The aim is to re-afferent two key muscles that are often centrally inhibited to protect the joint: the serratus anterior and the subscapularis.
The serratus anterior, or serratus anterior, is essential for scapulothoracic stability, a prerequisite for a functional shoulder. It exhibits selective atrophy and impaired recruitment from the first days of immobilization. Re-afferentation using mirror therapy from the unaffected side is vital.

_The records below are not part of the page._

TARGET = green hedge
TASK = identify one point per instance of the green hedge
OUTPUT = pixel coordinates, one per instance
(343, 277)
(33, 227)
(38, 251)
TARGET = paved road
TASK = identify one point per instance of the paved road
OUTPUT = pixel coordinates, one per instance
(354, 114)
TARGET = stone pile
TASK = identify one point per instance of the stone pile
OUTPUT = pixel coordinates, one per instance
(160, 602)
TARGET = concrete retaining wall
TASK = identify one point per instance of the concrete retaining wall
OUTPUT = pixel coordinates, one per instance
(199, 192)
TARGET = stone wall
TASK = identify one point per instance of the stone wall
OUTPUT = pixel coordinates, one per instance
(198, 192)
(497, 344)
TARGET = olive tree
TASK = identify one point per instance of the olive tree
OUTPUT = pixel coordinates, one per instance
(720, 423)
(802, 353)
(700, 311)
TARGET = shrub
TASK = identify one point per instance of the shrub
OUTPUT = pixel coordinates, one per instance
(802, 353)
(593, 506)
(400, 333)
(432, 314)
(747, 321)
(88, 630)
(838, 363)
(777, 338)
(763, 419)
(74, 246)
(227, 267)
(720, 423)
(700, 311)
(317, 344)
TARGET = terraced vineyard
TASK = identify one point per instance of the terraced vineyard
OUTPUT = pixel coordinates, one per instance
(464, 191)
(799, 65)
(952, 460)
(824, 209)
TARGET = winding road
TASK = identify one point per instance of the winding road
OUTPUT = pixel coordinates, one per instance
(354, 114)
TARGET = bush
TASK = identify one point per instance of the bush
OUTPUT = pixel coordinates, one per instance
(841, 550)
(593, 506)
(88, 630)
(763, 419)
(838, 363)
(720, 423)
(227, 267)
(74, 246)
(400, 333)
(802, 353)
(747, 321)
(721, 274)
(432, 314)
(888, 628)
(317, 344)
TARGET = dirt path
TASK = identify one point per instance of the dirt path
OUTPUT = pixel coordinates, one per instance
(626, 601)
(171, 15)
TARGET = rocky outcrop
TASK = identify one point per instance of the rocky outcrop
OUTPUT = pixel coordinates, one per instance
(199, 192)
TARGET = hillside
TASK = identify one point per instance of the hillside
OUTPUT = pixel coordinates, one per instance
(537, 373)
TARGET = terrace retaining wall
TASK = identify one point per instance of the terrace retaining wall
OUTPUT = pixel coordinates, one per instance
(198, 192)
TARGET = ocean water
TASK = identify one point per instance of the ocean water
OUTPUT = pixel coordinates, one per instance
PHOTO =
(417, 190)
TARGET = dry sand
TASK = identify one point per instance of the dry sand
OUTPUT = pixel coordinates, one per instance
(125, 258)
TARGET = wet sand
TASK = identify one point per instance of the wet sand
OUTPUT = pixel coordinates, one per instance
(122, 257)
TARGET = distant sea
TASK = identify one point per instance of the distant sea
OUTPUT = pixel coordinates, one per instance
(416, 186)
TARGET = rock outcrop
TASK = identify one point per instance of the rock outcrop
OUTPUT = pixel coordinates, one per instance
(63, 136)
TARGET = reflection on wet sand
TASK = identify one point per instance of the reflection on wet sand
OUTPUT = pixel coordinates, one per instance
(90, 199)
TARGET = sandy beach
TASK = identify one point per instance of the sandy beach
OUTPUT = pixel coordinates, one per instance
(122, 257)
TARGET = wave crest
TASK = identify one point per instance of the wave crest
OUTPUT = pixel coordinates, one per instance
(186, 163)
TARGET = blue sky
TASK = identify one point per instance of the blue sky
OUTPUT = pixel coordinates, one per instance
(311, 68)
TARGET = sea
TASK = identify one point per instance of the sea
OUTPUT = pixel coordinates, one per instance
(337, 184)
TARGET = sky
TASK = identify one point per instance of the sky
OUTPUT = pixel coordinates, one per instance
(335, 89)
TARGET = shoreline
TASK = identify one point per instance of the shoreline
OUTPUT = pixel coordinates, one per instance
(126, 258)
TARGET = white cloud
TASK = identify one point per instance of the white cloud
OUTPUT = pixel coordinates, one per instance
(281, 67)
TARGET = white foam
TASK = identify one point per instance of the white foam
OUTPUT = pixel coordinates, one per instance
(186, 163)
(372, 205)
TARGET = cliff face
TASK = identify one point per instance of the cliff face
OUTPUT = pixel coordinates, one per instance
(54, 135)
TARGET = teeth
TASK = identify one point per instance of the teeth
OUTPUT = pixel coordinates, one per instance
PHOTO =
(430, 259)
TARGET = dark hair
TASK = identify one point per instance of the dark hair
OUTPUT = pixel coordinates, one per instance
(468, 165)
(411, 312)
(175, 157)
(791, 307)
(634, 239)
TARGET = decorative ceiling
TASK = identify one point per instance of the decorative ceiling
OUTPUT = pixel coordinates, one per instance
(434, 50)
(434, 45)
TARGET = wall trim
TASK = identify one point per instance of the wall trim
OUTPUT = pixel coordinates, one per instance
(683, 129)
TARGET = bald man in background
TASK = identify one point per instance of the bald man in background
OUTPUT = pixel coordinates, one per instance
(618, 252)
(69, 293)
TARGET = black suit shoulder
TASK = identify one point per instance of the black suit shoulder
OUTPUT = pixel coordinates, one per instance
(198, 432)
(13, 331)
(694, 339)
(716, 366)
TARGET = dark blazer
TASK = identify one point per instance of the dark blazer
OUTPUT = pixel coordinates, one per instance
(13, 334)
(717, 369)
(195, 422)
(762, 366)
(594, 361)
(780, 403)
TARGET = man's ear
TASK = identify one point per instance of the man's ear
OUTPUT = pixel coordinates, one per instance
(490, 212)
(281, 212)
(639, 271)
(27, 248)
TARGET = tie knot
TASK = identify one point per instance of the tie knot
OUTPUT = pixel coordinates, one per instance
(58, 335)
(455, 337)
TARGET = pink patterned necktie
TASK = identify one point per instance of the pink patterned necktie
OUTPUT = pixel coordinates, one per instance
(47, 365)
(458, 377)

The subscapularis is considered an internal rotator of the humerus, but it is much more. Nicolas Blanchette perfectly highlights the subscapularis's crucial role in shoulder biomechanics. It is far from being a simple internal rotator. This internal rotation function is overshadowed by the pectoralis major and latissimus dorsi, which are much more powerful. The subscapularis depresses the humeral head during shoulder abduction. Thus, along with the other rotator cuff muscles, it counterbalances the superior force exerted by the deltoid. Without this function, the compression of soft tissues by the humeral head in the subacromial space (where a large bursa is located) would be greatly increased.
The subscapularis tendon blends with the anterior ligament capsule of the shoulder, playing a stabilizing and protective role. It stabilizes the humerus anteriorly, preventing the humeral head from sliding excessively forward. It is also the strongest stabilizer of passive external rotation at zero degrees of abduction. Its role is therefore vital in preventing dislocations during forceful movements.
The lower part of the tendon blends with the transverse humeral ligament, which encapsulates the tendon of the long head of the biceps. Together, they form the key mechanism for stabilizing the long head of the biceps during shoulder movements.
According to recent studies, the upper part of the subscapularis tendon also plays a significant role in humerus abduction, a function similar to that of the supraspinatus muscle.
The goal of Allyane neuromotor reprogramming will therefore be:
- to re-afferent these two key muscles for glenohumeral stability,
- to overcome motor inhibitions and improve the muscular function of the shoulder complex through a general relaxation protocol,
- allowing for a rapid return of function and ultimately a significant reduction in pain.
It is probably in complex pathologies such as posterior shoulder dislocation with a strong emotional connotation that the Allyane concept finds its full justification: a non-invasive, rapid and lasting method.